We are becoming increasingly aware of our impact on Earth.

Not just climate change itself, but also the science – the reasoning and explanations – behind the climate emergency. We no longer simply believe in it or blindly accept it: more and more people understand it, have an awareness of its causes and consequences in a scientific sense. We have started to grasp what we need to do to change to course of history, and the global reach of the student climate strikes is a case in point. The pandemic has also shown us that it is possible to effect radical change both as individuals and together, as a society, but also as economies, in order to address a collective challenge. This is what gives me hope. We have learned a very valuable lesson, despite the pandemic being a horrifying tragedy on so many levels: we are capable of fast radical change.

Can we change our ways in time?

We must – and we will – but the question is when. The most important thing to remember is that it is never too late: we can’t reach the point of giving up and deciding there is nothing left worth fighting for. It is always worth taking action, though it is important that we do so as soon as possible.

Earth’s long lifespan shapes our lives, but why is it so hard for us to imagine that the present, past and future are connected?

We live in the present, in carpe diem, in the next product we’re going to purchase, the next iPhone model. We live by electoral cycles, or from weekend to weekend. We are programmed to think in the short term. And this stops us from seeing the planet we inhabit as a gift: scientists have told us how improbable it is for a planet like earth to have appeared, let alone to have the perfect conditions to harbour life. And, despite everything, here we are: we are part of a practically impossible possibility. The problem is that from a very young age we are taught to see the world as a resource from which to take whatever we wish to consume. A planet that allows life to continue thriving will be our gift to future generations.

The future fossils you speak of in your book are already beginning to take shape. How can we recognise them?
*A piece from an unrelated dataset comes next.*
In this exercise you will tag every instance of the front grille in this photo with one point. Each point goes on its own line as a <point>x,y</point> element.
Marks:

One day I was walking along a beach in Scotland with my students and we found a rock with a plastic fishing rope in it that had begun to sediment. They merged into a single object. This is what they call plastiglomerate, a new type of rock that is produced when plastic melts within it, and it’s an example of how pollution is creating new objects. But we don’t need to wait for this kind of chance encounter to realise that future fossils are already here: they are the materials all around us. Materials such as plastic, concrete, steel, glass are abundant and durable and they surround us every day. It’s all these mundane, almost banal, materials that will shape our legacy. We see them wherever we go. I would encourage people to observe and consider the potential of these objects to become future fossils and remain on the planet for tens of thousands of years.